O retrocesso argentino: os efeitos da eleição de Milei para o presente e futuro do país
09/01/2024
Por Ana Clara Miyoshi Costa
1 Introdução
Recentemente, em 19 de novembro de 2023, o ultraliberal de extrema direita Javier Milei venceu as eleições argentinas com 55,95% dos votos, contra o ex-ministro da Economia Sergio Massa, que obteve 44,04% de vitória nas urnas (NINJA, 2023).
O novo presidente começou a ter mais destaque em sua carreira política a partir de 2018, quando seu discurso “liberal libertário” foi divulgado nos principais meios de comunicação do país. Em 2020 houve uma ascensão do mesmo, quando anunciou sua candidatura à Presidência nas eleições de 2023. Isso permitiu que seu partido, La Libertad Avanza (LLA), conquistasse duas cadeiras na Câmara dos Deputados em 2021 (TOLEDO, 2023).

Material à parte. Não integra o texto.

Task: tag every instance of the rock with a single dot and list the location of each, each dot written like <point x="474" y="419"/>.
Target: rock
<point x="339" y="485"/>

Milei tem como vice a até então deputada federal e também advogada Victoria Villarruel, 48, filha e neta de militares. O conservadorismo familiar é facilmente identificado em Villarruel: essa se define como “uma profunda defensora da vida” e defende com orgulho a revogação da lei do aborto, chegando a mencionar que tal medida “foi desastrosa para a República Argentina” (CASTRO, 2023). Em diversos momentos, a conservadora critica abertamente as políticas de direitos humanos adotadas pelos governos argentinos das últimas décadas. Ademais, é interessante ressaltar que, em 2019, a advogada se reuniu com líderes do Vox, partido de extrema-direita espanhol (CASTRO, 2023). Em seguida, a mais nova vice-presidente compartilhou uma nota em um meio de comunicação argentino, intitulada “As lições do Vox que os argentinos podem aprender”, destacando a defesa de valores e princípios como a família, a liberdade, o direito à vida e a propriedade privada (CASTRO, 2023).

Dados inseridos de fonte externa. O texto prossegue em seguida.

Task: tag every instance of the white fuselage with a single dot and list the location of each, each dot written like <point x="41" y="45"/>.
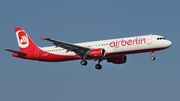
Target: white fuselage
<point x="129" y="45"/>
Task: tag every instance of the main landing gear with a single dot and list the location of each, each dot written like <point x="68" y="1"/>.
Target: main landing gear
<point x="84" y="62"/>
<point x="97" y="66"/>
<point x="152" y="54"/>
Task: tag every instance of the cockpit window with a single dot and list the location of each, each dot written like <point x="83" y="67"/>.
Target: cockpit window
<point x="161" y="38"/>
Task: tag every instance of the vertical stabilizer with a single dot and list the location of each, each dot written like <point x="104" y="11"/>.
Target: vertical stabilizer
<point x="25" y="43"/>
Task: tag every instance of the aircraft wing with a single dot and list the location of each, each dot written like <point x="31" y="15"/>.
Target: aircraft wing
<point x="13" y="51"/>
<point x="79" y="50"/>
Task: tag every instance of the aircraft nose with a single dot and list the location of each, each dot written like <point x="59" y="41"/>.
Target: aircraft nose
<point x="168" y="43"/>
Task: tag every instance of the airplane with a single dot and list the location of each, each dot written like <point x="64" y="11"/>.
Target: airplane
<point x="112" y="50"/>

Ambos os políticos destacados inauguraram a LLA em dezembro de 2021, coligação que tem crescido significativamente nos últimos anos, juntamente com a força da extrema direita. Atualmente, o partido em questão tem 40 dos 257 deputados e 7 dos 72 senadores do Congresso (EXAME, 2023). Assim, Milei e Villarruel tomaram posse em 10 de dezembro de 2023 e, apesar de estarem só no início do mandato, inúmeras polêmicas já englobam a presidência atual (EXAME, 2023).
2 As medidas de Milei
Após eleito, Javier Milei anunciou uma série de medidas de caráter neoliberal: o Decreto de Necessidade e Urgência (DNU). Tal projeto de lei foi encaminhado ao Congresso e contém 664 artigos, os quais pretendem modificar ou revogar diversas leis visando restringir o Estado e fortalecer o mercado (EXAME, 2023).

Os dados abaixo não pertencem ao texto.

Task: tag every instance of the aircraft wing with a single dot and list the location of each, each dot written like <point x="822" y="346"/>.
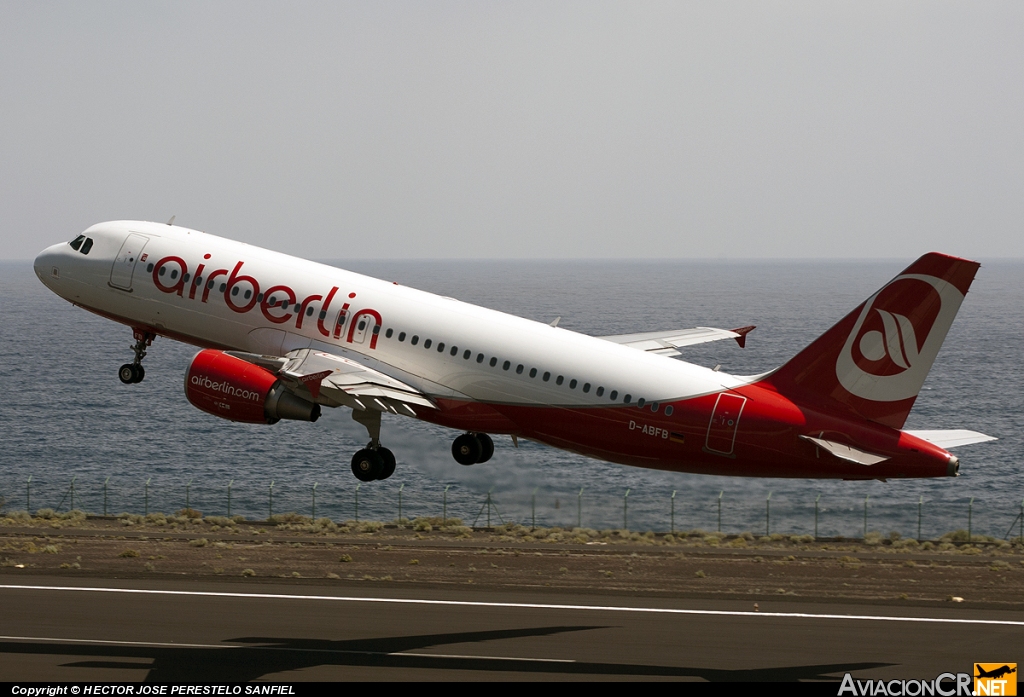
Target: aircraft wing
<point x="340" y="381"/>
<point x="951" y="438"/>
<point x="666" y="343"/>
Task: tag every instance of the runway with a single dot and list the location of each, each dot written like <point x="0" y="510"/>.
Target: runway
<point x="187" y="632"/>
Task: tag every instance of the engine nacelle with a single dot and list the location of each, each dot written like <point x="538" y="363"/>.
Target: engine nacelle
<point x="237" y="390"/>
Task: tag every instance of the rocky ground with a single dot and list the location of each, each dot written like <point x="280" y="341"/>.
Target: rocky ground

Nesse viés, de acordo com publicações oficiais do próprio governo mencionado, as principais reformas do megapacote propõem: 1) uma “declaração de emergência em temas econômicos, financeiros, fiscais, sociais, de previdência, segurança, defesa, tarifários, energéticos e sociais”, podendo ser prorrogada até o fim de 2027, permitindo que o presidente concentre em suas mãos os poderes do Executivo e do Legislativo dentro do período determinado. 2) A privatização de empresas estatais, tais como a petrolífera YPF, os correios, a empresa de água AYSA, o Banco Nación, a Aerolíneas Argentinas, entre outras 40. Ademais, ordena o encerramento e fundição de instituições públicas, exceto as universidades. 3) O endurecimento das condenações das manifestações públicas, de modo a aumentar a pena para até 6 anos de prisão àqueles que participarem de protestos que bloqueiam as ruas, tendo como principal foco reprimir os movimentos sociais. 4) A eliminação de penas para aqueles que utilizarem armamentos “no cumprimento de um dever ou no exercício legítimo do seu direito, autoridade ou cargo”. É crucial enfatizar que, no hodierno, o Código Penal do Estado argentino apenas permite o uso de armas por forças de segurança, caso a vida de alguém esteja em risco (SMINK, 2023). 5) A liberalização da economia, de forma a retirar quaisquer taxações existentes das importações, permitindo a entrada de qualquer quantidade de produtos estrangeiros, sem limite de valor. 6) A exigência de um aval para reuniões acima de três pessoas em espaços públicos. 7) A eliminação das Eleições Primárias (Paso), na qual a população escolhe os candidatos dignos de se disputarem as vagas políticas oficiais. Assim, as eleições locais passariam a ter somente dois turnos (AGÊNCIA O GLOBO, 2023).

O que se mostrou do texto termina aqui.